JOHNNY YUMA is a 1967 spaghetti western starring Mark Manon in the title role. It has nothing to do with the Nick Adams TV series, The Rebel, though.

Johnny Yuma is a former gunman making his way to his uncle’s ranch, having been summoned to help run it after his uncle’s accident. Thomas Felton’s scheming wife, Samantha, has different ideas though.
She gets her brother to kill her husband and sends a servant with a message to an ex-lover, Linus Jerome Carradine. Unfortunately, the message says the servant murdered Felton and a thousand dollars is offered for him.
She knows there’s a will leaving everything to Johnny and needs time to find it, wanting Carradine to find Johnny and kill him.
The two men, not knowing each other at the time, form a bond during a saloon fight though when Johnny catches a card sharp trying to cheat him. During the fight, each man saves the other’s life from back shooters. They even swap gunbelts(I don’t know why this was done) and weapons.
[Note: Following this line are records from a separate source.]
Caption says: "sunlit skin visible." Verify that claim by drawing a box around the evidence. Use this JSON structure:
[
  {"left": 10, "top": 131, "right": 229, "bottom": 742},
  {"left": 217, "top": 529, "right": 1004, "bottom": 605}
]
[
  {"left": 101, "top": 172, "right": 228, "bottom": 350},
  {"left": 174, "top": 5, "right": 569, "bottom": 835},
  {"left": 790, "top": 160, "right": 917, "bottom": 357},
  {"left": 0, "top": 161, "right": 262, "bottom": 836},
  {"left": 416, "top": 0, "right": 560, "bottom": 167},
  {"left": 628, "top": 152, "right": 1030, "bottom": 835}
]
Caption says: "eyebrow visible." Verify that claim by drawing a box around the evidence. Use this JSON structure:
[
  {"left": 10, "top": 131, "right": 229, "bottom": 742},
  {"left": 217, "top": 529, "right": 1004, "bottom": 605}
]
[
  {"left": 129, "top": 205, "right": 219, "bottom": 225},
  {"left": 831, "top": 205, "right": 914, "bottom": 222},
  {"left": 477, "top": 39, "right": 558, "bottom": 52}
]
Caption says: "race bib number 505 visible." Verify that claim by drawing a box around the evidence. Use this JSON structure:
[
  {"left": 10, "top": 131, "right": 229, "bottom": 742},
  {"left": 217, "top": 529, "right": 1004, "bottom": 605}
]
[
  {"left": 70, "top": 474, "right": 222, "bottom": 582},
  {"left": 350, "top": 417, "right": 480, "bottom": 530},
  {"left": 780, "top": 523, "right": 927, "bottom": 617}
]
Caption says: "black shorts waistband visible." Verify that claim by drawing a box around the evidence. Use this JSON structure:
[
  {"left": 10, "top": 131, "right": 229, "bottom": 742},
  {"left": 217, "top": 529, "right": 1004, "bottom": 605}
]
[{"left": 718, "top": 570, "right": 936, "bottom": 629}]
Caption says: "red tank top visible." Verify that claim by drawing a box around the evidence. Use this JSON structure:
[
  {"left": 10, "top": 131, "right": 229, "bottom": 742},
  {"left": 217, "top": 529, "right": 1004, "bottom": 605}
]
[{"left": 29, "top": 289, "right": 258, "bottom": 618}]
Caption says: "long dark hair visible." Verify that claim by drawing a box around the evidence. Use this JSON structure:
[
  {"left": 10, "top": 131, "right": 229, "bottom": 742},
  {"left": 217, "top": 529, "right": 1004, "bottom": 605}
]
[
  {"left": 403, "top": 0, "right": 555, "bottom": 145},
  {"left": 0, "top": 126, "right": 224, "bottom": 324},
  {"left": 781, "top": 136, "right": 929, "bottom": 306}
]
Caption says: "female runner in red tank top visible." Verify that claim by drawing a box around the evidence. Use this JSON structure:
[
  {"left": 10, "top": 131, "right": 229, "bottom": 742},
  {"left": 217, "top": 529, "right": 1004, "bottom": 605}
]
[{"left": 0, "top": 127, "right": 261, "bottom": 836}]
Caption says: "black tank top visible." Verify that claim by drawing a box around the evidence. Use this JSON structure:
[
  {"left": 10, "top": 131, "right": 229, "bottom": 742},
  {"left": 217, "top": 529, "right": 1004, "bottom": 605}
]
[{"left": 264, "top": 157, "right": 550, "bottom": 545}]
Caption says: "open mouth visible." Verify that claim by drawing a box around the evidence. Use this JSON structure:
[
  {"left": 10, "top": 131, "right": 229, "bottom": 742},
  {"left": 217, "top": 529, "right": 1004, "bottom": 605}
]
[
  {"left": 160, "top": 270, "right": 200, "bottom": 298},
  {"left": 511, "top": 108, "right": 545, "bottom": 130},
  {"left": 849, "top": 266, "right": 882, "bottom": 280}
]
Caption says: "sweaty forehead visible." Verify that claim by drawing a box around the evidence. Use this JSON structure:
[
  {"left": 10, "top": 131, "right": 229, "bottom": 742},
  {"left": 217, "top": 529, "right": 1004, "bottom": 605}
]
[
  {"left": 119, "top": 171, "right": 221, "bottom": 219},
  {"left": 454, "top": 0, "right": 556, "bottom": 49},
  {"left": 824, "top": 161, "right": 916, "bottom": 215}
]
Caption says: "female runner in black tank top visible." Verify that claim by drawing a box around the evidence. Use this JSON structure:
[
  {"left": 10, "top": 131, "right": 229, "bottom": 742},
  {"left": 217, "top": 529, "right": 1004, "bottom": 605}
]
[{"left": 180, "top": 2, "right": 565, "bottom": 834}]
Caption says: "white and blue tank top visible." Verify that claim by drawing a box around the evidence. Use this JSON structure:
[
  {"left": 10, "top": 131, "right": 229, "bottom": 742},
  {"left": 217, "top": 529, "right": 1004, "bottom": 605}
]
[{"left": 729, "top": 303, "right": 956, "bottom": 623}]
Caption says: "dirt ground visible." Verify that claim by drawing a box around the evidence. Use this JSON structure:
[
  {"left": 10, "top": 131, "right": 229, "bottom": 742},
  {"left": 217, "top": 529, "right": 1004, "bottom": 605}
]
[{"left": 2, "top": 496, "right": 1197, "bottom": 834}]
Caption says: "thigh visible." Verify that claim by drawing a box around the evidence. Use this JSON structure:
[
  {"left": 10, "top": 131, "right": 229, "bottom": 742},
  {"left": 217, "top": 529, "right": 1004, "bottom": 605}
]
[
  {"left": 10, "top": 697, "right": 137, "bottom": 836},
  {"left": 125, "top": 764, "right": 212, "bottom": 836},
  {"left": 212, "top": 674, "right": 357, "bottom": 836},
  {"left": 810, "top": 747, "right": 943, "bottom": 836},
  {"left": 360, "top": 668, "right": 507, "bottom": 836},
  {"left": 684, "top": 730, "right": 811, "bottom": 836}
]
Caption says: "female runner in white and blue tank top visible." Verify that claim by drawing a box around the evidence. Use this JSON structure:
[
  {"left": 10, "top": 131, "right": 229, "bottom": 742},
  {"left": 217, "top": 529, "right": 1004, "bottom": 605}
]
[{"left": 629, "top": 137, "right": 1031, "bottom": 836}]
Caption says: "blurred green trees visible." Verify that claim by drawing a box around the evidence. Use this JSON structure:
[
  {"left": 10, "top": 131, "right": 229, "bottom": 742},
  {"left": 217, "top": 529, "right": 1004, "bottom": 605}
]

Later in the movie, when Johnny and Carradine are facing each other down, double crossing Samantha sends her brother and his men to make sure they are both dead, forcing a team-up between the pair to eliminate the gang.
The film is a pretty good western.
For me, there was a jarring note though. Johnny has a Mexican sidekick to provide the comic relief, which I thought was totally unnecessary, but the cowardly fellow was certainly no Tuco, Eli Wallach’s character from The Good, the Bad, and the Ugly.